Intervention de Dimitri Houbron

Réunion du mercredi 4 novembre 2020 à 9h30
Commission des lois constitutionnelles, de la législation et de l'administration générale de la république

Photo issue du site de l'Assemblée nationale ou de WikipediaDimitri Houbron :

« Désorganisée », « en restructuration », « cellules dormantes », « persistante mais affaiblie » : tels étaient les termes employés pour désigner la menace terroriste au début de cette année. Force est de constater qu'elle a de nouveau frappé, au cœur de la République. Alors que notre regard était fixé sur la crise sanitaire et ses répercussions, pris en étau entre la covid-19, la relance économique et les tensions sociales, le terrorisme islamiste a ouvert une brèche. Les 32 attentats déjoués depuis 2017 nous rappelaient l'imminence de la menace mais laissaient à penser qu'une posture de vigilance suffirait à assurer notre sécurité.

À l'instar de Sisyphe, nous croyions être parvenus au sommet de la montagne. Hélas, nous avons vu le roc dégringoler ces derniers jours. Pourtant, la menace terroriste, qui n'avait jamais réellement disparu, demeurait élevée. Lundi dernier, le ministre de l'intérieur le rappelait, en nous communiquant des données inquiétantes. Après l'assassinat d'une rare violence de Samuel Paty, trois autres de nos compatriotes ont laissé la vie lors de l'attentat de Nice. Puis c'est en Autriche, à Vienne, qu'une nouvelle attaque est survenue, causant la mort de quatre personnes ; je souhaite leur rendre, ici, un hommage appuyé.

C'est dans ce contexte qu'il nous revient d'examiner en nouvelle lecture la prorogation de la durée d'application de certaines dispositions de la loi du 30 octobre 2017, dite SILT, et de la loi du 24 juillet 2015 relative au renseignement.

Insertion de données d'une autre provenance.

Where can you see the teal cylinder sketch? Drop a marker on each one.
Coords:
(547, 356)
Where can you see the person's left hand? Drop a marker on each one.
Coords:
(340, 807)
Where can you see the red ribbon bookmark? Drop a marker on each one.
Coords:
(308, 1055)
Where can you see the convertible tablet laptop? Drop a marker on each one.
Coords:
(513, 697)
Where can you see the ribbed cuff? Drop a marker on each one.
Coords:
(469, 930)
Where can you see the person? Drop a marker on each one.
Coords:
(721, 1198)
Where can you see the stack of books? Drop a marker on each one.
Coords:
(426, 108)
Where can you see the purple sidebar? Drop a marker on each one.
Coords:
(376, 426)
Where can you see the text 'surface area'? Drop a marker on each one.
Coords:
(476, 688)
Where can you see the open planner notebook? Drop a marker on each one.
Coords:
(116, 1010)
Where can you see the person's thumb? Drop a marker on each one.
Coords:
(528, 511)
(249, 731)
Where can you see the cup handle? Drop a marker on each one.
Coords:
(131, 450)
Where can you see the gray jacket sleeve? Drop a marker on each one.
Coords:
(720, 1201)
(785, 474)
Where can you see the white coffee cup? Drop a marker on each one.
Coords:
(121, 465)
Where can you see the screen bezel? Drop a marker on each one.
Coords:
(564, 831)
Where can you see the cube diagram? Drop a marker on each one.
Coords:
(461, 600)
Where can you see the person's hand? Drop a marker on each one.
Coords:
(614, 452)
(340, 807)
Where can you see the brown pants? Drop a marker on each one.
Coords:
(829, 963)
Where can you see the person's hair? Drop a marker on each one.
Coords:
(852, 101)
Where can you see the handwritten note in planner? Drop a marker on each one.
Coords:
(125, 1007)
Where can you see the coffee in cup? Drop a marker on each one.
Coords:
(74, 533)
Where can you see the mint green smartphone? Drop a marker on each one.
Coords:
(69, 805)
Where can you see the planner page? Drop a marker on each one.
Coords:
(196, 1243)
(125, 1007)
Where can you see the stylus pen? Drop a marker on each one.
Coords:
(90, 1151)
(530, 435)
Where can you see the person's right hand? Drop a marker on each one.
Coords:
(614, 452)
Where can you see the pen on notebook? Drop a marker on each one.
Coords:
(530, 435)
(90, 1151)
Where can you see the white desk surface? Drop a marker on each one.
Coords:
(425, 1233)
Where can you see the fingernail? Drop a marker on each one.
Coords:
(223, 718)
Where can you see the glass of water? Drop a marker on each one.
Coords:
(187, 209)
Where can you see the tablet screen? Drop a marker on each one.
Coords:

En 2017, en effet, le législateur avait adopté, à titre temporaire, plusieurs mesures de lutte contre le terrorisme. Le texte initial de l'article 1er du projet de loi visait à les proroger pour une durée d'un an, ramenée à sept mois par l'Assemblée nationale en première lecture. Quatre types de mesures sont concernés : les périmètres de protection, destinés à assurer la sécurité des grands événements ; la fermeture des lieux de culte ; les MICAS ; les visites domiciliaires.

S'agissant de l'article 2, relatif à la technique de renseignement dite de l'algorithme, les deux assemblées convergent sur la nécessité de prolonger la phase d'expérimentation, dans la perspective d'un débat parlementaire sur la réforme de la loi « renseignement », attendue l'an prochain.

L'apport de ces dispositifs est majeur dans la lutte contre le terrorisme. Il est de notre responsabilité de donner aux hommes et aux femmes qui travaillent dans l'ombre les moyens dont ils ont besoin pour protéger le territoire national et nos compatriotes et de sécuriser juridiquement leur usage. C'est pourquoi nos collègues sénateurs ont souhaité, d'une part, pérenniser les dispositifs prévus dans la loi SILT, d'autre part, repousser à décembre 2021 la durée de validité de la technique de recueil de renseignements dite de l'algorithme. De nombreux arguments ont été avancés en commission mixte paritaire pour justifier cette volonté ; ils sont, dans leur grande majorité, parfaitement compréhensibles.

Cependant, si nous voulons tous lutter efficacement contre le terrorisme, nous devons nous garder de prendre une décision hâtive, sous le coup de l'émotion.

Sur les mesures portant atteinte aux libertés individuelles, il est impératif d'avoir un débat de fond. Or, nous nous en priverions si nous pérennisions dès aujourd'hui les quatre mesures issues de la loi du 30 octobre 2017. Nous avons le devoir de mener une réflexion de qualité sur ce sujet. Aussi le débat, promis par le Gouvernement à l'horizon du premier semestre 2021, me semble-t-il nécessaire.

En ce qui concerne l'article 2, le Sénat est revenu au texte initial du projet de loi, rétablissant la date du 31 décembre 2021. Il me semble que, par cohérence, nous devrions nous en tenir à l'échéance du 31 juillet 2021. En nous mettant dès maintenant au travail, nous pourrions améliorer le dispositif, compte tenu, d'une part, de la menace terroriste, d'autre part, de la décision de la CJUE d'octobre dernier.